Within the UCLA Herb Alpert School of Music, first-year students typically form their own group, second-year students form their own group, and so on. First-year jazz studies student Cody Dear has challenged this dynamic with his latest project, The CD Collective, which mixes ethnomusicology students of different ages with their mutual interests in jazz music.

The Fowler Museum at UCLA will host The CD Collective today for the group’s first performance together, as part of the ongoing Fowler Out Loud concert series. The group will display a musical timeline of jazz, arranged by Dear, containing elements from early jazz to a more contemporary base that is mixed with multiple musical genres such as gospel, R&B; and hip-hop.

“The more that I’ve played jazz music, I’ve realized that since the ’30s and ’40s, what is considered jazz has really changed over time,” Dear said. “I really wanted to capture a timeline to see if I could start from the roots of jazz to where we are at now.”

The musicians of The CD Collective first began collaborating toward the beginning of the school year during a jam session that Dear said aimed to connect incoming first-year students with upperclassmen.

Dear’s arrangement takes into account the musical interests of the others in the group: tenor saxophonist Hugo Shiboski, vibraphonist Grant Milliken, guitarist Chili Corder, bassist Erik Shiboski and drummer Colin McDaniels.

“I thought it would be cool to create this collective group to really show UCLA, and members of the music department who may be coming to the show, a lot of the diversity behind all the students here and what we play,” Dear said.

Corder, a third-year ethnomusicology student and guitarist of The CD Collective, said he feels a strong musical connection with the younger members of the group.

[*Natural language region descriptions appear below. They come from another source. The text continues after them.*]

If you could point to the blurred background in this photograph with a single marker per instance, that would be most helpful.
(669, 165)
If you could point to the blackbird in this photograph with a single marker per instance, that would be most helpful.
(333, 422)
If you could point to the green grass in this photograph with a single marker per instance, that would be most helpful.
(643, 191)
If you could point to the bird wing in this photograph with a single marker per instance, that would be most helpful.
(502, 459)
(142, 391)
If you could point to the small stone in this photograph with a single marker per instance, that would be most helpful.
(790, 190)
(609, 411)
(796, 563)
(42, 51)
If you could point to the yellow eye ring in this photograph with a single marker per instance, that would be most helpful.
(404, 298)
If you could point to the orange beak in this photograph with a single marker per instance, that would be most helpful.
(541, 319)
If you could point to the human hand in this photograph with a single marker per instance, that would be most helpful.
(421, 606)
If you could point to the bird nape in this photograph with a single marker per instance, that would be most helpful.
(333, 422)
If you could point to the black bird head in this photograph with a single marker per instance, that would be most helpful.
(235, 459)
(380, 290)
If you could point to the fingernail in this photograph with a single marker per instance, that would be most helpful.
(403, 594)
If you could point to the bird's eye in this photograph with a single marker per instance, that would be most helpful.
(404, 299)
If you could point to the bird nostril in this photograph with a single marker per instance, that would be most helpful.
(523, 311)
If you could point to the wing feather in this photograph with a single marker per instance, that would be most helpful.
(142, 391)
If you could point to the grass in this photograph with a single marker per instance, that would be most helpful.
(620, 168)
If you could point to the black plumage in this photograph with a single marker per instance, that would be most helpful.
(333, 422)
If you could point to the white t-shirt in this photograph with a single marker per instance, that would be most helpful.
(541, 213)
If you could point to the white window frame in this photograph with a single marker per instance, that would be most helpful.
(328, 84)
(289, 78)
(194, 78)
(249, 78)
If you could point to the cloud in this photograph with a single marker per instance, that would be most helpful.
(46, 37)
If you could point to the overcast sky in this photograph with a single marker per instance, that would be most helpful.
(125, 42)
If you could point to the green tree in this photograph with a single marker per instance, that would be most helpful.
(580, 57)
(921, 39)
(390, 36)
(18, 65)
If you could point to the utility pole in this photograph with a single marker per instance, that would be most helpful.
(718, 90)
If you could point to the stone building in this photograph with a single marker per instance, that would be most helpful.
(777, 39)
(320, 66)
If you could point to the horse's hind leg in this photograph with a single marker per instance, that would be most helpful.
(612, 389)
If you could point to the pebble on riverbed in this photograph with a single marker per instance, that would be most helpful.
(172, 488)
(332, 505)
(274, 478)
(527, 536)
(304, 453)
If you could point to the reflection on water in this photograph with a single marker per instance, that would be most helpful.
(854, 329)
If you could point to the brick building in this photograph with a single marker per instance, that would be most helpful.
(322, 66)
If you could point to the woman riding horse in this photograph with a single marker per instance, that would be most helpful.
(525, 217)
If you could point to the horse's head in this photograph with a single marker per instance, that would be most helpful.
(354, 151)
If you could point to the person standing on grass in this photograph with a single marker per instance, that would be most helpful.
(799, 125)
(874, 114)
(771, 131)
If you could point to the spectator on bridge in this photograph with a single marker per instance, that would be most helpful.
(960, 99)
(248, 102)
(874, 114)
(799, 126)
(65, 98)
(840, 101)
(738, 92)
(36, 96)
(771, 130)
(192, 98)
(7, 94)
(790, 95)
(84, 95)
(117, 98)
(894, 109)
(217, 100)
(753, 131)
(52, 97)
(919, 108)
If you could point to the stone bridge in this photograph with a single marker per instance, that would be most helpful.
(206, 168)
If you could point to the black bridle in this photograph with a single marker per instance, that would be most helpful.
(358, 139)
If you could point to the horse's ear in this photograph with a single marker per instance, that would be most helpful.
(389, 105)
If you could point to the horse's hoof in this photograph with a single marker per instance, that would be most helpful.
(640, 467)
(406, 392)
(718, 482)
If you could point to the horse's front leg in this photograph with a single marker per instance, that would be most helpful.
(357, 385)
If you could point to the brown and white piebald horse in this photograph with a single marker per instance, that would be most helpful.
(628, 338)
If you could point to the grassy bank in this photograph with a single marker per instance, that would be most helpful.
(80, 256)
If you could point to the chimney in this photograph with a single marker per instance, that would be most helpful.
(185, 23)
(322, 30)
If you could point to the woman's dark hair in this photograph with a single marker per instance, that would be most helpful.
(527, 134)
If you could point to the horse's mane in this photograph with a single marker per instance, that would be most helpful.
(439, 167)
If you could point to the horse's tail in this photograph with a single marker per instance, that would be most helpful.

“I don’t feel more experienced than the other members,” Corder said. “I’ve been playing with these people outside of UCLA for a long time so there isn’t too much of a disconnect.”

A major aspect of jazz is its capacity for improvisation, which first-year jazz studies student and tenor saxophonist Hugo Shiboski said serves as an act of communication within the group once one has developed an ear for the music.

“There’s definitively going to be large emphasis on improvisation,” Hugo Shiboski said. “The format of each tune is going to be a typical jazz melody, and then we break out into solos, and members on each instrument will improvise while the band supports them and interacts with the audience.”

Hugo Shiboski will perform alongside his brother Eric, a third-year jazz studies student and bassist of The CD Collective.

“Now that we are in college and there is less of what’s considered an ‘age gap,’ we definitively get a lot more time to play together and play performances,” Hugo Shiboski said. “Sometimes we’ll just meet up and work things out musically. I’m excited to play with him.”

Dear said a sense of activeness in jazz music is what contributed to it originally being used as dance music and as a form of expression.

“You’ll often see musicians closing their eyes or rocking back and forth,” Dear said. “It’s just kind of a form of expression.”

Dear said today’s performance is not solely for the musicians, but is more for the group members to have a form of conversation with the audience and one other.

“You are going to be seeing emotion going on, a lot of interaction,” Dear said. “Probably some cliché little grins coming out of us from something we dig, but with that, it’s still a communication with the audience.”

The smallest variation in an assortment of notes can create a completely different feeling and color for Hugo Shiboski, who said he loves to feel the music while playing tenor saxophone.

“I think the sax can really attain a very dynamic range of timbres and sounds,” Hugo Shiboski said. “I can almost whisper on the instrument and play extremely high and low, so there’s just a lot of freedom that allows me to vocalize my thoughts.”

Dear said he thinks it’s important to add jazz elements to different genres of music because it adds a very unique sensation.

“It really comes down to understanding the music,” Dear said. “I feel like every genre is almost its own dialect and just like learning a new language. Once you learn about the vocabulary and everything, and different harmonic changes and rhythmic changes, you can get to a point where you can experience the music on a new level.”

The musical timeline of the performance will feature influences upon The CD Collective ranging from 1920s George Gershwin standards through the stages of beep-bop, and eventually into the modern age. Hugo Shiboski said that contemporary jazz can be a lot more complex, harmonically and rhythmically, and builds upon traditions of the past.

“We have to really respect the older stuff and the fathers that came before us,” Hugo Shiboski said. “There wouldn’t be contemporary jazz without its precursors and their work is what we need to study in order to move to the modern stuff.”